Terry Foreman  •  Link

Pat, as far as I can tell, the talk of a "beaver" hat above is an attempt to figure out why the hat would have been in the cost range it was (in the subjunctive). It was a kind popular at the time. http://en.wikipedia.org/wiki/Beav…

Second Reading

Dick Wilson  •  Link

I just Googled "Stetson Hats". They have one priced at $1,000 and several in the $200 range. Ninety pounds would be about $145. Expensive? Yes. Extravagant? Certainly, but maybe not so unheard of as one might think. Me?
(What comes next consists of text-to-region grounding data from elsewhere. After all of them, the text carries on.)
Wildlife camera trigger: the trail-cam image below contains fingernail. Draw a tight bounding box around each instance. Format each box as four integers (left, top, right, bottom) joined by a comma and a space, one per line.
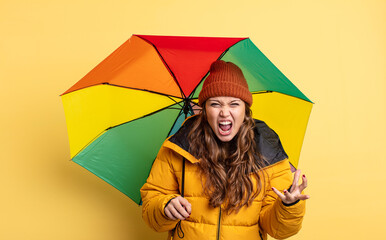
284, 190, 287, 193
303, 174, 306, 178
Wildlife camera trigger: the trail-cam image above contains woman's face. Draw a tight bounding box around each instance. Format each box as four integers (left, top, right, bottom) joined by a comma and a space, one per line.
205, 96, 246, 142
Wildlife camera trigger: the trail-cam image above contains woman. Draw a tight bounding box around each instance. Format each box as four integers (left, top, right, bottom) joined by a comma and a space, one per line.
140, 60, 309, 240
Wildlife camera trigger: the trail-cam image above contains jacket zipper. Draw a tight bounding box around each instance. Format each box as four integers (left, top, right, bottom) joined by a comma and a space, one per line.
216, 207, 222, 240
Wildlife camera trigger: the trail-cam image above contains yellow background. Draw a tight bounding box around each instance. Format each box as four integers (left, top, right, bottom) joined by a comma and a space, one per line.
1, 0, 385, 239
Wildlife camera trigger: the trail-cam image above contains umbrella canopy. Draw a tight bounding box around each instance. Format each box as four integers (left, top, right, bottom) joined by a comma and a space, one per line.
61, 35, 313, 204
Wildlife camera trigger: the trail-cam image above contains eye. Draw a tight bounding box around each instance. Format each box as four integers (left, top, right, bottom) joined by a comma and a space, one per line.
210, 102, 220, 107
230, 102, 240, 106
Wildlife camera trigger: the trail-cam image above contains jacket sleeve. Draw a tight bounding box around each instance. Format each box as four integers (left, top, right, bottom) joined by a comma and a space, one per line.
258, 159, 306, 239
140, 146, 180, 232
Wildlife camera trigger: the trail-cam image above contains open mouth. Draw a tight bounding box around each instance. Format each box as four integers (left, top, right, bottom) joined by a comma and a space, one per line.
218, 121, 232, 135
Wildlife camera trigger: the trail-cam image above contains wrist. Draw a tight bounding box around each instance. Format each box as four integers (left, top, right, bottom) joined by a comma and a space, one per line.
281, 199, 300, 207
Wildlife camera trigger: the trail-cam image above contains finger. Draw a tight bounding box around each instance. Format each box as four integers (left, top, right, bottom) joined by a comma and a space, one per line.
283, 189, 292, 198
178, 197, 192, 215
184, 201, 192, 215
168, 204, 186, 220
164, 208, 177, 220
298, 194, 311, 200
175, 205, 190, 219
298, 174, 308, 192
172, 198, 190, 219
291, 169, 301, 192
283, 189, 296, 203
272, 187, 286, 201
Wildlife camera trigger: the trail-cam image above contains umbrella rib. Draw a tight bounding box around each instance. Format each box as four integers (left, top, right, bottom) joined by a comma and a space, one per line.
187, 102, 195, 116
165, 99, 201, 137
167, 96, 184, 108
251, 90, 314, 103
165, 110, 185, 137
104, 83, 184, 99
251, 90, 273, 94
218, 45, 232, 59
188, 38, 247, 99
189, 101, 200, 108
70, 129, 108, 161
106, 103, 182, 130
189, 70, 209, 99
70, 102, 183, 160
61, 82, 184, 99
135, 35, 187, 99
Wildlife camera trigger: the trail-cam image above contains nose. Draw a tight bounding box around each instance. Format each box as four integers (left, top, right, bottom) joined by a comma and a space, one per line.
219, 107, 230, 117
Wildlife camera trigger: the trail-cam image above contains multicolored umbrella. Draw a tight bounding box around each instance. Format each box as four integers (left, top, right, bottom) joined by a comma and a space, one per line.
61, 35, 313, 204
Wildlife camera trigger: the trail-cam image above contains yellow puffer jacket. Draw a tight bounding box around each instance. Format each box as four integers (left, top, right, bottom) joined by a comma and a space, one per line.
140, 116, 306, 240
I have a brown fedora, a cross between Indiana Jones and Phil Hartman, but older than both of theirs.

Terry Foreman  •  Link

Stetson is a brand of hat manufactured by the John B. Stetson Company. [ Non-existent in Pepys's day. ]

Founded in 1865, John B. Stetson Company began when the founder headed west and created the original hat of the West, the “Boss of the Plains”. This Western hat would become the cornerstone of Stetson’s hat business and is still in production today. https://en.wikipedia.org/wiki/Ste…

eileen d.  •  Link

sjoerd's links to yacht images is dead.

but here's a line engraving that shows several of the royal yachts ( from Royal Museums Greenwich).

image: http://collections.rmg.co.uk/coll…

title: To their Graces the Duke and Duchess of Ancaster This View of Harwich and the Yatch's going out... with Landguard Fort (shows yachts Catherine, Fubbs, Charlotte and Mary

Terry Foreman  •  Link

"a commission for enquiry into some of the King’s lands and houses thereabouts, that are given his brother"

Henry Slingsby, Deputy-Master of the Mint [to sustain Phil]. The Victualing Office was on Tower Hill, and the Royal Mint in the Tower. The Crown owned much leasehold property in the neighborhood, and this grant may have been for the benefit of Slingsby personally or for that of some of his workmen. Cf. CSPD 1661-2, p. 548. (L&M note)

Terry Foreman  •  Link

"And then to Deptford, where we staid and did the same; and so took barge again, and were overtaken by the King in his barge, he having been down the river with his yacht this day for pleasure to try it; and, as I hear, Commissioner Pett’s do prove better than the Dutch one, and that that his brother built."

The yacht-building brother was Christopher Pett of Woolwich.